Derivatives may be complex instruments, but they nevertheless have to be calculated, accounted for and reported on to investors and other users of financial information.The Financial Accounting Standards Board tried to settle the issue when it issued Statement 133, Accounting for Derivative Instruments and Hedging Activities in 1998, but people who read financial statements still had questions. For example, how do derivatives activities impact a company's operations? And how does a given derivative relate to a given risk?'

In response, the board recently issued an exposure draft of a proposed amendment to Statement 133.

It proposes disclosures on how and why an entity uses derivative instruments, how they and related hedged items are accounted for under Statement 133, and how they affect a company's financial position, results of operations and cash flows.

The comment period for the draft closed in March, and thus far, the comment letters expressed concerns that ranged from the picky to the profound.

FASB project manager Kevin Stoklosa said that the comment letters were generally supportive, but there were concerns about the amount of information that would be provided in a tabular disclosure format, too little time before the effective date, and definitions that were seen as too broad or vague.

The most serious criticisms, however, came from the investment banking sector. "The investment banking-type entities believe the project should not move forward in its current state and the scope of the project should be to improve disclosures on all financial instruments," Stoklosa said. "Derivatives are just one form of instrument that they use to manage risk, and providing information only on derivatives provides misleading information."

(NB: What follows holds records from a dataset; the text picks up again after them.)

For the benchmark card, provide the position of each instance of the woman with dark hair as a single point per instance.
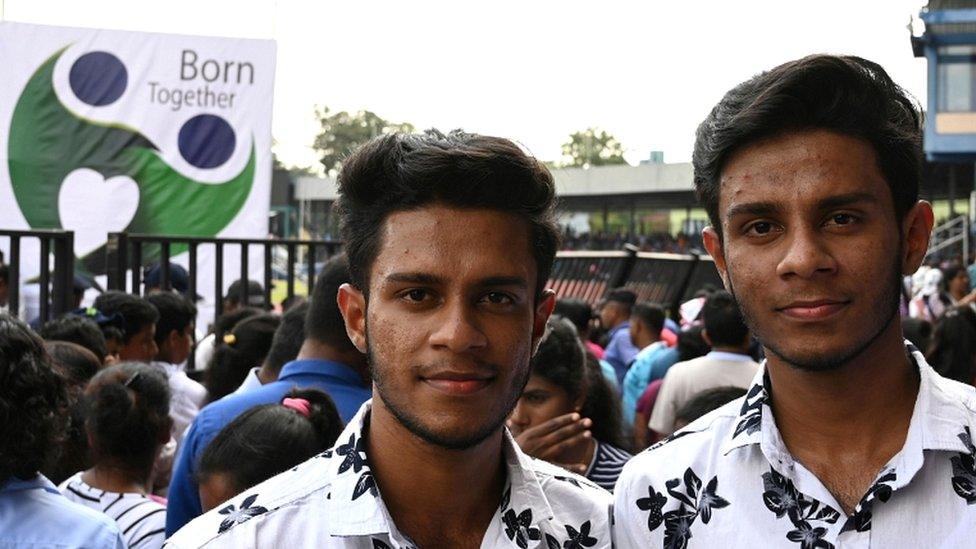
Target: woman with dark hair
(33, 407)
(128, 423)
(264, 441)
(953, 349)
(237, 352)
(565, 384)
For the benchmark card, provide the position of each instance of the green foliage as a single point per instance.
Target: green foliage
(592, 147)
(342, 133)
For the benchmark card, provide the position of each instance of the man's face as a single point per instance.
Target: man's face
(812, 248)
(451, 321)
(142, 347)
(610, 315)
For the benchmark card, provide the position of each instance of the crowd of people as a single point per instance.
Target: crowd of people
(432, 392)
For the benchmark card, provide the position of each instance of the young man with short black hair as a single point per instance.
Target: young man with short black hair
(450, 239)
(846, 437)
(138, 321)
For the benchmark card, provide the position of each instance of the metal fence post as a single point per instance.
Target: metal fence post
(626, 268)
(116, 260)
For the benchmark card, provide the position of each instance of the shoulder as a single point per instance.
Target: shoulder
(182, 382)
(579, 506)
(565, 488)
(76, 522)
(237, 521)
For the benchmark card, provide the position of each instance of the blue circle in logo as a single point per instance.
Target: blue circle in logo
(207, 141)
(98, 78)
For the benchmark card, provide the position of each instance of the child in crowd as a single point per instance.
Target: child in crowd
(565, 385)
(128, 423)
(222, 326)
(240, 350)
(264, 441)
(33, 404)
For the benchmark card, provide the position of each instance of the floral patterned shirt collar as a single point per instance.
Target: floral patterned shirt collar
(355, 514)
(934, 425)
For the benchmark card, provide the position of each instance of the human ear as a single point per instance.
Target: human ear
(713, 244)
(542, 312)
(916, 230)
(352, 305)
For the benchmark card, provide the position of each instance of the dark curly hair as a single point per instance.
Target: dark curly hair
(400, 172)
(33, 402)
(128, 409)
(562, 360)
(843, 94)
(77, 329)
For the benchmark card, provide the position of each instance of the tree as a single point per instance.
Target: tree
(592, 147)
(343, 132)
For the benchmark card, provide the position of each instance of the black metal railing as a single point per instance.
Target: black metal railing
(129, 253)
(55, 284)
(668, 279)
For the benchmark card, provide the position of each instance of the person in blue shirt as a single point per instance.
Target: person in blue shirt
(33, 404)
(327, 361)
(615, 317)
(646, 324)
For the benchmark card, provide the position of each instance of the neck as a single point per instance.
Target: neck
(423, 484)
(266, 374)
(845, 411)
(115, 479)
(313, 349)
(730, 349)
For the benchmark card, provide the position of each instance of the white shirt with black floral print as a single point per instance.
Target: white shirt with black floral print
(332, 500)
(728, 480)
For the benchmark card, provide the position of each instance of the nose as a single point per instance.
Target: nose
(805, 255)
(458, 329)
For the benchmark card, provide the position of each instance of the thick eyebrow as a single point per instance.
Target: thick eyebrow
(495, 281)
(771, 208)
(841, 200)
(415, 278)
(752, 208)
(434, 280)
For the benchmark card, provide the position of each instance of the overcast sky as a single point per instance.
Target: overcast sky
(534, 71)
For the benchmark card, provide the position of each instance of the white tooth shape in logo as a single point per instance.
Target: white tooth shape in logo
(93, 206)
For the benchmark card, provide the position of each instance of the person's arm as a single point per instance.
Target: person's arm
(548, 440)
(183, 504)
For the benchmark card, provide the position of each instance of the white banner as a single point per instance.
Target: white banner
(104, 131)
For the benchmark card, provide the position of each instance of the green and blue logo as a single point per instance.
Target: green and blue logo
(48, 143)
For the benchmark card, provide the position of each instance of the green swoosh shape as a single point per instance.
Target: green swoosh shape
(47, 142)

The International Swaps and Derivatives Association was among those that saw the proposal falling short of its objective. "While we are supportive of meeting users' desires for additional transparency about how and why an entity uses derivative instruments and the impact of derivatives on an entity's financial statements, the level of disaggregation required by the exposure draft is not needed to meet the stated transparency objective," the group's comment letter stated.

Lee Hee, a partner with Big Four firm Ernst & Young, which is a consultant to the ISDA, expressed concern about the narrow scope of the standard. "[The proposal] focuses only on derivative instruments and the creation of another unique framework of disclosures specific to certain instruments," Hee said. "In this regard, the ISDA prefers FASB take a more comprehensive approach by incorporating the objectives and scope into its existing broader presentation and disclosure conceptual framework project."

Calling the ED "internally inconsistent [and] unclear as to the overall objective," financial services conglomerate Merrill Lynch objected to the idea of issuing a standard for derivatives and hedging instruments, rather than an all-inclusive standard on disclosures for all kinds of financial instruments. "For financial institutions in particular, requiring different disclosures for derivatives, as compared to other financial instruments, creates an artificial distinction that bears little relationship to the way these derivatives and other financial instruments are used in practice," the firm's letter read. "There seems to be a conflict between the board's stated objective of increasing transparency of derivatives, and the implied objective, which seems more geared towards disclosure of enterprise risk and how it is managed."

The letter went on to say that while the proposal might work for a manufacturing company with few derivatives, it would be inappropriate for a financial institution.


Audit firms were generally more supportive, even if less than totally satisfied.

KPMG criticized only a few relatively minor points in the proposal. It asked for a clear definition of a derivative's "contingent features" that would have to be disclosed. It agreed with the required disclosure of the aggregate fair value of assets that would be required to be posted as collateral, but felt that the rule should apply to equity as well. PricewaterhouseCoopers had no difficulties with the lack of definition, but felt that contingency features should be disclosed for all "default provisions," even those only remotely possible. The firm also believed that interim reports need not reflect full disclosure about derivatives.

Shell International expressed concerns that may be shared by other large international companies. It sharply criticized the ED's failure to converge with the recently issued International Financial Reporting Standard 7, and added, "We see no benefit - for either accounts preparers or account users - to introducing new divergence."

The company also complained that not only would compilation and presentation be onerous, but also the amount of detail and granularity could lead to inconsistency in interpretation.

As FASB began its redeliberations, Stoklosa declined to predict whether the board still expected to issue a final statement in the second quarter of 2007.